Rémunération du dirigeant via une société interposée : une clarification bienvenue du Conseil d’État

Le recours à une société interposée pour organiser la rémunération d’un dirigeant constitue une pratique relativement répandue, notamment dans les groupes de sociétés ou les structurations patrimoniales. Une décision récente du Conseil d’État en date du 12 février 2026 (n°500842) vient préciser le régime fiscal applicable à ce type de montage.

Une pratique sous surveillance fiscale

L’administration fiscale est traditionnellement attentive à ces schémas, susceptibles de dissimuler :

  • une distribution occulte de revenus,
  • un acte anormal de gestion,
  • ou encore une optimisation abusive.

La question centrale est donc celle de la justification économique des flux financiers entre les sociétés.

La position du Conseil d’État

Dans cette affaire, une société avait conclu une convention de prestations de services avec une autre structure, permettant de rémunérer indirectement son dirigeant pour des missions correspondant à ses fonctions.

Le Conseil d’État adopte une approche pragmatique :

La conclusion d’une telle convention ne caractérise pas, en elle-même, une gestion commerciale anormale, dès lors que la société établit que les sommes versées constituent en réalité une rémunération indirecte du dirigeant et qu’elles ne sont pas dépourvues de contrepartie.

Autrement dit, le juge valide le principe du montage, sous réserve de démontrer :

  • une intention réelle de rémunération,
  • et une contrepartie effective pour la société.

Une approche fondée sur la substance économique

Cette décision confirme une ligne jurisprudentielle constante :
le juge fiscal privilégie l’analyse de la substance économique sur la forme juridique.

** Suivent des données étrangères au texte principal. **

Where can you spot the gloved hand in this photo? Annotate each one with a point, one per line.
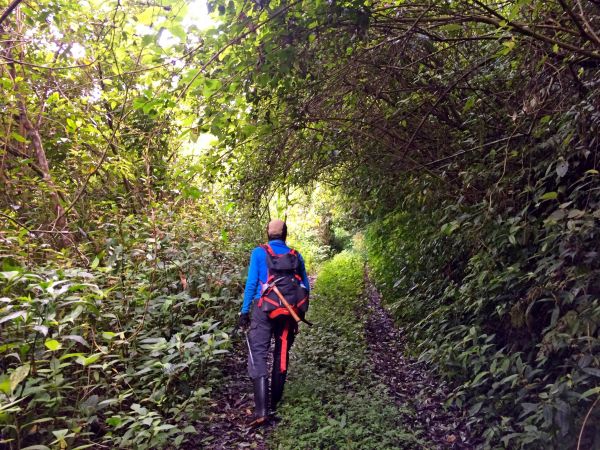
(244, 321)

Le simple choix d’un mode de rémunération indirect ne suffit pas à caractériser un appauvrissement anormal de la société, dès lors que celui-ci répond à son intérêt.

Enseignements pratiques

Pour les entreprises et leurs dirigeants, plusieurs points de vigilance doivent être retenus :

  • Formalisation rigoureuse des conventions : objet précis, prestations identifiées, modalités de rémunération cohérentes
  • Justification de l’intérêt social : démontrer en quoi le schéma sert la société
  • Traçabilité des prestations : preuves concrètes de l’activité réalisée
  • Cohérence globale du montage : éviter toute discordance entre fonctions réelles et flux financiers

Conclusion

Cette décision constitue une clarification bienvenue pour les praticiens. Elle confirme que les montages de rémunération indirecte ne sont pas prohibés en tant que tels, mais qu’ils doivent impérativement reposer sur une réalité économique démontrable.

Dans un contexte de renforcement du contrôle fiscal, la sécurisation de ces schémas passe avant tout par une approche rigoureuse, documentée et cohérente.